Linn’s, an original Cambria restaurant owned by locals John and Renee Linn, is known for its baked goods, pies, jams and preserves. Linn’s serves delicious meals all day at their restaurant in the heart of Cambria’s historic downtown. It’s a family-friendly restaurant offering up something for just about every appetite.
The restaurant proudly boasts, “All our breakfast breads are prepared fresh daily from scratch,” and it shows. The fruit and cream muffins ($1.95) are extra-large and extra-rich concoctions of cream filling with apricots or olallieberries. Scones ($1.50) are filled with raspberries, chocolate chips, apricots, lemon, raisins apples or - what else - olallieberries.
Linn’s put Cambria’s olallieberries on the map more than 20 years ago.

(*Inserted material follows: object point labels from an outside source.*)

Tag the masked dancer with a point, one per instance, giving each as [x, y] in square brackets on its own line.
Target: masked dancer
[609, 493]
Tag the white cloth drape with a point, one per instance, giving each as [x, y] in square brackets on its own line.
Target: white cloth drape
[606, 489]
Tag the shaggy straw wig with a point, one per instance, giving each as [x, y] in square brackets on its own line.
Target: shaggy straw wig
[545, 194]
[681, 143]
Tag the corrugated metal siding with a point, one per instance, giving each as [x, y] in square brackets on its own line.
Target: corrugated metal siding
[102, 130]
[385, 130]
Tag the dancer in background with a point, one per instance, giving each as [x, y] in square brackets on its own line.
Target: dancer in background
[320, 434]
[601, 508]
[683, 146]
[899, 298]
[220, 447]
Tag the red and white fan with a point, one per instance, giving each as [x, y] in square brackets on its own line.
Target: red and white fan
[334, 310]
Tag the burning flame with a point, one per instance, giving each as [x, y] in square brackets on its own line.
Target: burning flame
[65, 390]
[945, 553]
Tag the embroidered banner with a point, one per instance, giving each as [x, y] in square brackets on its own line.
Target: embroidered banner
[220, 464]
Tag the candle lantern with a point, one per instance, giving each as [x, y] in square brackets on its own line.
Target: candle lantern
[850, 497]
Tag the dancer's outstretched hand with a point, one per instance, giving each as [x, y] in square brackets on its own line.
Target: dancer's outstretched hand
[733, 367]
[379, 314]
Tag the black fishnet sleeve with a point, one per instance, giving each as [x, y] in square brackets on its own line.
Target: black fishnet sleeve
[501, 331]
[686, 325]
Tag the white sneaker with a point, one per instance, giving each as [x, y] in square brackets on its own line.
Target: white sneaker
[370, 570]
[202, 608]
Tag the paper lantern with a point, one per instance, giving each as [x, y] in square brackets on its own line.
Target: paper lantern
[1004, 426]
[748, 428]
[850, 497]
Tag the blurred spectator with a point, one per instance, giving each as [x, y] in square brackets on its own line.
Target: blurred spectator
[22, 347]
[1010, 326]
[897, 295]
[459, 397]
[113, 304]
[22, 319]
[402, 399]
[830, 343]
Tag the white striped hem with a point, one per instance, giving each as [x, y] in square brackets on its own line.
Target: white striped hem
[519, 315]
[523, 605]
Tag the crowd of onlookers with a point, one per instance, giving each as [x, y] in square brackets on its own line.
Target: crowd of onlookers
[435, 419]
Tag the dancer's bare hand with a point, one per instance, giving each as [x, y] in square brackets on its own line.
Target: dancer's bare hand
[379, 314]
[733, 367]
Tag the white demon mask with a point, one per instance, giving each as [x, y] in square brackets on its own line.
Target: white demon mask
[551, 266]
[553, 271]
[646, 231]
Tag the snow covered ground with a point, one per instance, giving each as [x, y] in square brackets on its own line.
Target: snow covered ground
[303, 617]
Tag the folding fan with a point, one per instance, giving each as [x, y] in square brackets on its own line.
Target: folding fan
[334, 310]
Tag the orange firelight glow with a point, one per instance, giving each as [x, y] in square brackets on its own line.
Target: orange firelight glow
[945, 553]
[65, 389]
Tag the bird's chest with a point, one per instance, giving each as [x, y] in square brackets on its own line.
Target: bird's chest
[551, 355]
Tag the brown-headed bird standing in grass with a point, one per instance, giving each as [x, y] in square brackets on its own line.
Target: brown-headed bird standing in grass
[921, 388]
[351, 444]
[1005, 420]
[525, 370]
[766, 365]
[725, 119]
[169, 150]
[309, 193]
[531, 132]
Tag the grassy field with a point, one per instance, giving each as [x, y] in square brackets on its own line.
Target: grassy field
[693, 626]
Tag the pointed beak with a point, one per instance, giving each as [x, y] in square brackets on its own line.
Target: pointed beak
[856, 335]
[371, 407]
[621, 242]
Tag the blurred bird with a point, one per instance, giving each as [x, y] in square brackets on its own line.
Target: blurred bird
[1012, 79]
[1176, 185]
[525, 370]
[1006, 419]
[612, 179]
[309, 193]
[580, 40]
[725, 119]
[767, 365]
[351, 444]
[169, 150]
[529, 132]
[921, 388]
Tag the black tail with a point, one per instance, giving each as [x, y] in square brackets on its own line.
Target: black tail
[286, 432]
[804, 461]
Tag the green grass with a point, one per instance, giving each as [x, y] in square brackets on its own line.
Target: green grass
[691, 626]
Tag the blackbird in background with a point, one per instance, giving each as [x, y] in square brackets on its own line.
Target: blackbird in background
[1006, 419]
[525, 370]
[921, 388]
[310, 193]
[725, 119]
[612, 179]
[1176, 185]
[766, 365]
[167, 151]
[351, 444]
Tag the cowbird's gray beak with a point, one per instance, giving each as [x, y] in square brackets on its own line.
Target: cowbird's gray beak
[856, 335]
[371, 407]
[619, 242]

The Linns originally started out with a berry farm just outside of town, on Santa Rosa Creek Road. So what exactly is an olallieberry? Aaron Linn, John and Renee’s son, explains that it’s a loganberry crossed with a youngberry, or what we know as a blackberry crossed with a European raspberry.
It’s deep purple in color and tartly delicious in taste, perfect for pies and jams. Renee Linn started making scrumptious pies and jams whipped up at their family farm and sold to visitors there to pick berries - and Linn’s has been growing ever since. The family now also owns and operates a second restaurant in San Luis Obispo (corner of Marsh and Chorro Streets).
Both restaurants serve breakfast, lunch, dinner, and late night desserts.
On a crisp Cambria morning, good choices at Linn’s are the Bueno Breakfast Burrito ($6.95), a pile of scrambled eggs, black bean turkey chili, Ortega chilies and cheddar cheese wrapped in a sun-dried tomato tortilla and topped with cheddar and salsa. Also satisfying is the Country Breakfast ($7.95) of scrambled eggs, grilled ham steak and three freshly baked biscuits smothered in sausage gravy. And there are the griddle breakfasts ($7.50): two eggs any style with bacon sausage or ham and a choice of polenta cakes, pancakes, French toast or Belgian waffle.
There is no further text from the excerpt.